Finalement, en 1948, il fut condamné à verser une amende de 325 000 couronnes norvégiennes pour son étroite collaboration avec le IIIe Reich[2].
Ces faits pour le moins lamentables n’ôtent cependant rien aux qualités immenses de Mystères qui, comme Voyage au bout de la nuit (1932), fut rédigé et publié in tempore non suspecto…
PÉTRONE
Mystères par Knut Hamsun, préface de Sylvain Venayre, ouvrage traduit du norvégien par Ingunn Guilhon avec la collaboration d’Alain-Pierre Guilhon, Paris, Éditions Les Belles Lettres, collection « Domaine étranger » dirigée par Jean-Claude Zylberstein, septembre 2023 [1955], 298 pp. en noir et blanc au format 12,5 x 19 cm sous couverture brochée en couleurs, 13,50 € (prix France)

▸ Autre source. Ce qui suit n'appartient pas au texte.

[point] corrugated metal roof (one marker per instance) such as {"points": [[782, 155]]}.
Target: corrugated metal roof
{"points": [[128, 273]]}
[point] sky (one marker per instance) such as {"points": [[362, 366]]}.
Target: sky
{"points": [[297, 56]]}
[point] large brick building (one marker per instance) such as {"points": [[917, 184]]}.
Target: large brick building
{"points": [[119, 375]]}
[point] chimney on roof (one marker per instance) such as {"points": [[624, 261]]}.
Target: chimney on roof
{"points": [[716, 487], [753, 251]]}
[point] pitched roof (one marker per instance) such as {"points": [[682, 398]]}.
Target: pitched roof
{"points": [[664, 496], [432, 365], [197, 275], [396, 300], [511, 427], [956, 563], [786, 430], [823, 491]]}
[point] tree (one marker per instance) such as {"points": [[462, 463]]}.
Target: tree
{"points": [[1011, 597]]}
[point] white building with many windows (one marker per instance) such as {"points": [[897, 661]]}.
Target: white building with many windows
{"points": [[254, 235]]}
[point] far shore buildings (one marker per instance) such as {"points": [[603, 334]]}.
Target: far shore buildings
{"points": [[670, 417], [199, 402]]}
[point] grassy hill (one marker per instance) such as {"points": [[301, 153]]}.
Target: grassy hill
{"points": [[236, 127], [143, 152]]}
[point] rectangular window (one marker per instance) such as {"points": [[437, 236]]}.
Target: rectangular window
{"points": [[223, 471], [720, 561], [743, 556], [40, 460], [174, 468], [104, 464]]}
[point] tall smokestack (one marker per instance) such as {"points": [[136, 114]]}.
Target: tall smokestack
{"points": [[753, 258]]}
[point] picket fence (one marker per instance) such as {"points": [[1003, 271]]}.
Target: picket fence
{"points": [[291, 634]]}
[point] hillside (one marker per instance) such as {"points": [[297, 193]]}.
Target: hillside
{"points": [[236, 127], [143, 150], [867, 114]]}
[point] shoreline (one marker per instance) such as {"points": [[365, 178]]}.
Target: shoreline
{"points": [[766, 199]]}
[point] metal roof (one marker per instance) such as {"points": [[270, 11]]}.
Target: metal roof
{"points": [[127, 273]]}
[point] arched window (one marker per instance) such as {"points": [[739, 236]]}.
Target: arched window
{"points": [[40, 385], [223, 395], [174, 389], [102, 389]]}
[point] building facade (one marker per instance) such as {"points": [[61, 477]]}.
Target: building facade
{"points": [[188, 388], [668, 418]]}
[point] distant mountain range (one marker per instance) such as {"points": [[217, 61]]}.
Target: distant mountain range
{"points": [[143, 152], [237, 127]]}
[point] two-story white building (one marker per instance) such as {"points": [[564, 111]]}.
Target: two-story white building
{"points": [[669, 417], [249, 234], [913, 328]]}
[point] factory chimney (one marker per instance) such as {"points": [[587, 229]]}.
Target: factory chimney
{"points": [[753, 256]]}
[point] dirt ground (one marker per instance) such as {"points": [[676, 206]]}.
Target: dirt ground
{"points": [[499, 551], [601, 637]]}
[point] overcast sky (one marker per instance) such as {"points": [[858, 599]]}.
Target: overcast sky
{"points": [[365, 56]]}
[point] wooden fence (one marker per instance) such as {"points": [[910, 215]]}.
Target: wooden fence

[1] Le piétisme est un important mouvement religieux protestant fondé par Philipp Jacob Spener (1635-1705), un pasteur luthérien alsacien fixé à Francfort-sur-le-Main. En 1670, il forme des collegia pietatis (collèges de piété) qui répondent à la demande d’une plus grande piété. Dans son ouvrage Pia desideria de 1675, Spener insiste sur la nécessité d’une piété personnelle et sur le sentiment religieux individuel qu’il juge préférables à la connaissance de la stricte orthodoxie doctrinale.